Are you trying to write code specifically to deal with duplicate EUI’s out in the wild?

If so, I can’t see how re-joining is going to help if both devices have the same setup - you’ll just hijack the second device and then they’ll ping-pong between them for all eternity.

As for advice, apart from being careful not to mess with the stack, I’d create a workflow that precludes provisioning two devices the same that end up being deployed.

jayjay75 · April 20, 2022, 12:22pm

Hi,
Not necessarily just for that situation, but I’m trying to code around a situation where the end device can no longer reach the Server whether it is due to a duplicate or other reasons and force a rejoin… as i noticed if i don’t do a rejoin the end device will continue to send it’s packets in the wind forever…

a similar issue can surface if for example we migrate from one TTN application to another, according to TTN i would have to delete the end device from the old application and recreate it in the new one, something i would have to test and see as i’m not sure if TTN will re-route the traffic to the newly created application or it would require it to re-join to be recognized under the new application… also another situation is when one decides to change the server used completely going from TTN to a client chosen server (maybe chirpstack) now how should an end device deal with this ? apart from detecting the problem of timeouts and doing a rejoin after certain amount of failures? obviously i’m just trying to cover most basic situation where we won’t have a rogue end device in the wild… maybe i’m over thinking and complicate this…

descartes · April 20, 2022, 3:15pm

You may benefit from reading “TR007 Developing LoRaWAN® Devices” which has recommendations from the LA on such things.

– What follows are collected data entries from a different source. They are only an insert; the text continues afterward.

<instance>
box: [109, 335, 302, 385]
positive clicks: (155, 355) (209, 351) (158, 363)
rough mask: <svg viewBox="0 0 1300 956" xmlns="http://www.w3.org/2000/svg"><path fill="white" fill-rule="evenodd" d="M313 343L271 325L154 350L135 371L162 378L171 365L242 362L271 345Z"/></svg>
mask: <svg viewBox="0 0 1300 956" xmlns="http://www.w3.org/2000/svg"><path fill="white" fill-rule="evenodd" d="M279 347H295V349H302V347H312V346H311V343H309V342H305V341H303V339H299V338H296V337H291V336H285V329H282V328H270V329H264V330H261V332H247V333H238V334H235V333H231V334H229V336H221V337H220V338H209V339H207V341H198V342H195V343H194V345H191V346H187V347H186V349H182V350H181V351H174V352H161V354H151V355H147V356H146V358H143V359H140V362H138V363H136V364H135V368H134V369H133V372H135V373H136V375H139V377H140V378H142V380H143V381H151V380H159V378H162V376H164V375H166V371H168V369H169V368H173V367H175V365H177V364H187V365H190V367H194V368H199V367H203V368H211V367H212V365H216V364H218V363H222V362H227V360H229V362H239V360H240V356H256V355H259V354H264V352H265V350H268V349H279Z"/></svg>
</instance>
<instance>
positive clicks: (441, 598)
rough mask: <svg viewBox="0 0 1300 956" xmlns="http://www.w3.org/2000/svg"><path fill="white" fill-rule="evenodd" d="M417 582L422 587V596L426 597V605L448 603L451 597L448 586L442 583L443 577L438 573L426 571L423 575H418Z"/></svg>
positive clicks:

jayjay75 · April 21, 2022, 2:05am

Thank you exactly what i was looking for
here is the link in case others need it: https://lora-alliance.org/wp-content/uploads/2021/05/TR007_Developing_LoRaWAN_Devices-v1.0.0.pdf

cheers,
Jay

system · April 22, 2022, 5:36pm

This topic was automatically closed 24 hours after the last reply. New replies are no longer allowed.